Master Time Management with the Life Ledger: A 21-Day Experiment for Work-Life Balance
I was on a fast track to burnout, losing sight of why I started my journey in the first place, struggling with work-life balance and effective time management (and this wasn't my first time).
When you work from home, the lines between the two get blurry. And this is so common there's a name for it: Parkinson's Law.
It's the same law that governs a gas. Which will keep expanding to fill the size of the container it is in. The problem? When you work from home (or hybrid which is basically everyone with a laptop or phone), that container is invisible.
But the truth is we all have the exact same container. It's a 24-hour box.
However, the difference between people is in how intentionally they use it.
Where did the time go? You hear it at work, at play, and everywhere in between.
For the last 21 days, I used a Life Ledger. Here is my process:
I decided how many hours a day were reasonable (for me) to work.
Each day, I wrote down the time and the name of the task I began.
I set a timer for one hour (this is my favorite one).
At the end of the hour, I had a 2-minute exercise snack.

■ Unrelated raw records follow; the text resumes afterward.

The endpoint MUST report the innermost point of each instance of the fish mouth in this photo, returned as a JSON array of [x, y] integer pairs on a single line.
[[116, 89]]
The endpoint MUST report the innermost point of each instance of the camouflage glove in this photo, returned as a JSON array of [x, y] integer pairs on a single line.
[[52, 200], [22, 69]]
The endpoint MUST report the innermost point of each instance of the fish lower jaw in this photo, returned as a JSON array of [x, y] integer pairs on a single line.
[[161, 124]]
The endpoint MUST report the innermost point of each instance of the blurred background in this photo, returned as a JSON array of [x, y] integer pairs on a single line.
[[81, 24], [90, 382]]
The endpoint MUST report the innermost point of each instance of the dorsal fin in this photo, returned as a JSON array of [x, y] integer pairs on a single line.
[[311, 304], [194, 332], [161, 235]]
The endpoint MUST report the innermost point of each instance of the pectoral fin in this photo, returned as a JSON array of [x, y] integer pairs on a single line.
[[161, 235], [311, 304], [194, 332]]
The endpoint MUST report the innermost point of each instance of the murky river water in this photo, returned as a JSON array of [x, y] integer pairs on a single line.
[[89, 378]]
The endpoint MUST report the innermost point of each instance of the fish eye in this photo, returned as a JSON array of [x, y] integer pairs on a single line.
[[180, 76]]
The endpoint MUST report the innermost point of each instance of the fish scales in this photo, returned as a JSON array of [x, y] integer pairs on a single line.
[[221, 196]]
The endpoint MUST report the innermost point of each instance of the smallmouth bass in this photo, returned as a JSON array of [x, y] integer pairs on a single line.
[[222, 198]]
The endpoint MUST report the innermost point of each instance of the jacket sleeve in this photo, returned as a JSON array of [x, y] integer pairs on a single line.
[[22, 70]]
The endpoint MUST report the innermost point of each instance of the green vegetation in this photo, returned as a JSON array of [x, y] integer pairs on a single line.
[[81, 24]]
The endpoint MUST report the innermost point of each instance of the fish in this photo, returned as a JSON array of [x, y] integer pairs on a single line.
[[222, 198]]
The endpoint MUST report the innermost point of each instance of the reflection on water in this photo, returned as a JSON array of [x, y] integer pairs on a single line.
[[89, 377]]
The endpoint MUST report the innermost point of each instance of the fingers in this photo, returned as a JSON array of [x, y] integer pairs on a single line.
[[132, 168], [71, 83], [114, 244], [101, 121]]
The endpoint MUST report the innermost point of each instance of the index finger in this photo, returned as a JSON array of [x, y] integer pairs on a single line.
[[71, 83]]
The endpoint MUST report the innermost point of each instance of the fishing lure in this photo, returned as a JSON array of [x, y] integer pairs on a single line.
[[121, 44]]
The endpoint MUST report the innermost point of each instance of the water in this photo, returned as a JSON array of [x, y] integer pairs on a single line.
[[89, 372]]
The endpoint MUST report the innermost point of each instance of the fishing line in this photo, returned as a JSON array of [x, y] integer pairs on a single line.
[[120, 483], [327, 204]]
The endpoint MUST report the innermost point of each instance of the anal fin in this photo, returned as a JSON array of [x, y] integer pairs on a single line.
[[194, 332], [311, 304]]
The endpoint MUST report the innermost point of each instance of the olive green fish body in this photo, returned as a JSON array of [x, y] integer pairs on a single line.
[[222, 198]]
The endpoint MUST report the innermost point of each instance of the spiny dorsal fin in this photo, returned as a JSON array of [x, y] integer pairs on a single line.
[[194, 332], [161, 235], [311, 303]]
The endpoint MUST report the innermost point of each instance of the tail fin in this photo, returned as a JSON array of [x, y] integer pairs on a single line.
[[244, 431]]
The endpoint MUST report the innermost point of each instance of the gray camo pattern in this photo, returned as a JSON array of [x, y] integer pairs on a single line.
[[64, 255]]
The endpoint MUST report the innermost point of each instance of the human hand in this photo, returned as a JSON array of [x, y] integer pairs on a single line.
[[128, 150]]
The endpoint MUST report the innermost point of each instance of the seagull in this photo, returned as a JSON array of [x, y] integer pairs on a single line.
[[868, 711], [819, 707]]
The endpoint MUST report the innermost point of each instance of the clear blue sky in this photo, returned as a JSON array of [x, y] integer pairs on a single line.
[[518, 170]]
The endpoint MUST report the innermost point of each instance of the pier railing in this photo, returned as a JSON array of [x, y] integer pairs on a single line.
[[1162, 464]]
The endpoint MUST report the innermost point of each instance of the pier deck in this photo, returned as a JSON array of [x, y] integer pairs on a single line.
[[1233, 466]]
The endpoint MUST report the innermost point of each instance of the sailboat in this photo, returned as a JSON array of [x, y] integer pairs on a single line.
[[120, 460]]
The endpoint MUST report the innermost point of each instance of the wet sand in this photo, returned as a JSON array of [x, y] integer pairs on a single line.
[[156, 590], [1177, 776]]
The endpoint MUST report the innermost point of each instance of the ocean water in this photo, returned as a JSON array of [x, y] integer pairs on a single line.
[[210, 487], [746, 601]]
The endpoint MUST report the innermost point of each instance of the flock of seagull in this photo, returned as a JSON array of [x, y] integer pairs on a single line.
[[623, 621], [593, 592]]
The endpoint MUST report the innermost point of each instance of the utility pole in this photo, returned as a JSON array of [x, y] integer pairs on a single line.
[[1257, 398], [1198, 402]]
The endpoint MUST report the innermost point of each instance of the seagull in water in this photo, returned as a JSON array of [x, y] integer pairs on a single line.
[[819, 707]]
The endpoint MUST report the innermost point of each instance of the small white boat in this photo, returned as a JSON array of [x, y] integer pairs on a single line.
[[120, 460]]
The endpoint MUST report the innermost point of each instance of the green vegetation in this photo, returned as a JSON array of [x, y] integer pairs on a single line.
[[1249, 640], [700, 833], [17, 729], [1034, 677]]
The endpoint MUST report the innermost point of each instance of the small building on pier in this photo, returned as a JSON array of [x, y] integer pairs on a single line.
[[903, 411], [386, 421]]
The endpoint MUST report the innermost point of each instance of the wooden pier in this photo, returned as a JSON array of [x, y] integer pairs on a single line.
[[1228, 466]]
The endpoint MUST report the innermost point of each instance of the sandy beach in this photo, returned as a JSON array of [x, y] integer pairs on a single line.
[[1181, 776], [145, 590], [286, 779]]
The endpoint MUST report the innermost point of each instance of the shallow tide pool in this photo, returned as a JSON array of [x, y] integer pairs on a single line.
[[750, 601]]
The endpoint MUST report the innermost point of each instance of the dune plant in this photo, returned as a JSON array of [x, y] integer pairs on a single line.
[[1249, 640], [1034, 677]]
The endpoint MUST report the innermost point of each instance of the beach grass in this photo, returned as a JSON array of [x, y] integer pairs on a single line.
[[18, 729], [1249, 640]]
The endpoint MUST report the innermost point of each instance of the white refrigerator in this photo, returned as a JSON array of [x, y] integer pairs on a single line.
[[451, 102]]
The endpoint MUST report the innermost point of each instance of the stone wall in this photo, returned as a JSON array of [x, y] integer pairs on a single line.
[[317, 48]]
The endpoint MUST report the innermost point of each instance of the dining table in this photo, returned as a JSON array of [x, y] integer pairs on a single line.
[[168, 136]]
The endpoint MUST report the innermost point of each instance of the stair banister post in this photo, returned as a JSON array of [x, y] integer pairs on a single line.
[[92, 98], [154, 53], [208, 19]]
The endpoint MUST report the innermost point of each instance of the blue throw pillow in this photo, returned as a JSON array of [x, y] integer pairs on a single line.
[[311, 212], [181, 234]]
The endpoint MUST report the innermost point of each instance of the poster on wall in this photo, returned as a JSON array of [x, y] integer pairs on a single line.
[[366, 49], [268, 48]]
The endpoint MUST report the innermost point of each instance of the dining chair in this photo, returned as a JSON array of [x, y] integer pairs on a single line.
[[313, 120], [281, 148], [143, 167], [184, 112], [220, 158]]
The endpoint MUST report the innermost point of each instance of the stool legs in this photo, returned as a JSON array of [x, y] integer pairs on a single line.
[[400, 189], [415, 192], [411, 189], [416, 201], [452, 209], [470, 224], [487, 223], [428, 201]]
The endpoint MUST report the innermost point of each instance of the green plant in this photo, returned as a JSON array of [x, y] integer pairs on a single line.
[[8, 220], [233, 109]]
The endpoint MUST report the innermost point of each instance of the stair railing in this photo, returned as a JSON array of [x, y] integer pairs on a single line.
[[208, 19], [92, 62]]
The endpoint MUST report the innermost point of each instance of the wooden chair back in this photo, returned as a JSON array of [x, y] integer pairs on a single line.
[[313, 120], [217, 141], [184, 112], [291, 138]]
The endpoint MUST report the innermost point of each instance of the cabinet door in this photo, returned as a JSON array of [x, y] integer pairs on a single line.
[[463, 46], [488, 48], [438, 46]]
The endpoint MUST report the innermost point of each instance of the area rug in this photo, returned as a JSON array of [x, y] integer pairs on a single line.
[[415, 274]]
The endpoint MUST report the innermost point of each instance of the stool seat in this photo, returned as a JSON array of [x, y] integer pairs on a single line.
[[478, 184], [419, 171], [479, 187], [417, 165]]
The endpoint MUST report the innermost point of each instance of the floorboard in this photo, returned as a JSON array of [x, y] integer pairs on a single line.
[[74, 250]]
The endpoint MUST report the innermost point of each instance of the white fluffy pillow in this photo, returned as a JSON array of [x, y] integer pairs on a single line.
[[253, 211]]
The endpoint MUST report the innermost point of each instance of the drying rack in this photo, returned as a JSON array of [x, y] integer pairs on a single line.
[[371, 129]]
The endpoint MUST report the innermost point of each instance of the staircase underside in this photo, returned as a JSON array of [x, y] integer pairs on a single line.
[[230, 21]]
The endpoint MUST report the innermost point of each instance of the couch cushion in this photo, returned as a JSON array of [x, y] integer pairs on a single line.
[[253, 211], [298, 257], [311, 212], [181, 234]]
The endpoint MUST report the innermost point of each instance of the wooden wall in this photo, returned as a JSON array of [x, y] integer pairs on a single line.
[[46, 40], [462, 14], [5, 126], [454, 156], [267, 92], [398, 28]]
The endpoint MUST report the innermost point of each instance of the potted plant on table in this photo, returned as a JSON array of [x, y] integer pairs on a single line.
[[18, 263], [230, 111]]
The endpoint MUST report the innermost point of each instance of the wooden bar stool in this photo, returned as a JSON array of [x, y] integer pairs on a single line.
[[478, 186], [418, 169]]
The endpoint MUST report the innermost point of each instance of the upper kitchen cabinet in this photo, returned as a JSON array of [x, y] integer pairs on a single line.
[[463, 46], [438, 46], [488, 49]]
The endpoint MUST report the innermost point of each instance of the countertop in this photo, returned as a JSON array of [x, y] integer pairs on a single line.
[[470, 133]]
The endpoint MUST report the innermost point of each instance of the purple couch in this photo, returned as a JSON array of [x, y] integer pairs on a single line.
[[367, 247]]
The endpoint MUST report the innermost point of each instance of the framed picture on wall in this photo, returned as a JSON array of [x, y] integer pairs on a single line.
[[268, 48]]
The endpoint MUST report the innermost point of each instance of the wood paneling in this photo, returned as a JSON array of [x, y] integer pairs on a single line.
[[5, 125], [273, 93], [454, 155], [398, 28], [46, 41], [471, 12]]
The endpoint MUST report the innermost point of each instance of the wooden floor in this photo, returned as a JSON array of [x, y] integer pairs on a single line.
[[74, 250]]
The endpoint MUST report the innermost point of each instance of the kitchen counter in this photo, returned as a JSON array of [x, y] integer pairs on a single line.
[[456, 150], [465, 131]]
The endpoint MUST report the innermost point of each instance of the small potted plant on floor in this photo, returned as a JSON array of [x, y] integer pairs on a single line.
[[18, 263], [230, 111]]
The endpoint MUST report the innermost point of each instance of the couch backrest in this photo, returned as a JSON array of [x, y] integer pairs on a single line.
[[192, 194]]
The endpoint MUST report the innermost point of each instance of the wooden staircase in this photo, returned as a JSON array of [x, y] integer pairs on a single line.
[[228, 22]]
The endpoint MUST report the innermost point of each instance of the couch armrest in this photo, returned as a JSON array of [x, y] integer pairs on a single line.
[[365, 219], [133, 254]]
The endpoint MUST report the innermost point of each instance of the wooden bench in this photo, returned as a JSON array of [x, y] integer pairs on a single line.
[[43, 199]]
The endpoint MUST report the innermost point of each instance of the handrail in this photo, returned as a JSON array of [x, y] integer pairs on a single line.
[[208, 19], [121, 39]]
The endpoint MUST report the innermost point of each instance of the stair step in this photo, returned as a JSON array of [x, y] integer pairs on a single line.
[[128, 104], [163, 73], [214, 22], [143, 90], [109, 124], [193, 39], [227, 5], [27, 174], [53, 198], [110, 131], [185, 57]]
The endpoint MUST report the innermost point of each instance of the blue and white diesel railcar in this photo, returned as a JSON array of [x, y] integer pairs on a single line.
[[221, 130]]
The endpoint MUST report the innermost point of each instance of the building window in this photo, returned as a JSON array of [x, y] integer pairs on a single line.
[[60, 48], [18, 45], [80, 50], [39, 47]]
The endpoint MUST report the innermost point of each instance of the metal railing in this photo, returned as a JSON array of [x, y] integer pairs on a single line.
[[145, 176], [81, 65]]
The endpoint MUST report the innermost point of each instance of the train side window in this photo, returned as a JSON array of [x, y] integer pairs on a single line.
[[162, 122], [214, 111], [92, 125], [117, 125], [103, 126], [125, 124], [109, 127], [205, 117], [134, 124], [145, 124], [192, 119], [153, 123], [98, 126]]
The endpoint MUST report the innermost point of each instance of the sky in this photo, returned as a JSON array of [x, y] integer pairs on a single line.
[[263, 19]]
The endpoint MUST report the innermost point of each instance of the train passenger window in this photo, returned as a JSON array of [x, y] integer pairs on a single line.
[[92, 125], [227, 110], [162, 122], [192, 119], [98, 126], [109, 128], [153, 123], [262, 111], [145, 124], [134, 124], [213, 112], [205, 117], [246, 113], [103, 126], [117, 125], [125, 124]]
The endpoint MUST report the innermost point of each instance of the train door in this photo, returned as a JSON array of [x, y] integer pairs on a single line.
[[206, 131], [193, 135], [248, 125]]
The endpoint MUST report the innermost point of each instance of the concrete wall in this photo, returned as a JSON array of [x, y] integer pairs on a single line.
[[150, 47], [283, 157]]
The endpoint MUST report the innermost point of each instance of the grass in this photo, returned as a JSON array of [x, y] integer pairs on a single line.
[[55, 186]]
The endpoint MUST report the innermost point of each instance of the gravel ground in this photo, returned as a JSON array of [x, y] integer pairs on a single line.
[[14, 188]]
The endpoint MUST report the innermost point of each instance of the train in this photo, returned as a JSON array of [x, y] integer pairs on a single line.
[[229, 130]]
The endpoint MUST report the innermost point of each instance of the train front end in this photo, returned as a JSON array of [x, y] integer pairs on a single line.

I then added notes to the previous line (unless doing deep work, I rarely only did what I wrote an hour earlier)
Non-work events were logged in parentheses.
When I hit my allotted time off work, that was it.
Pencils down. Hold your paper in the air.
Work/life balance begins with knowing where you are.
Productivity is less about shoving 10lb of crap in a 5lb bag,
and more about being intentional as to where your time goes.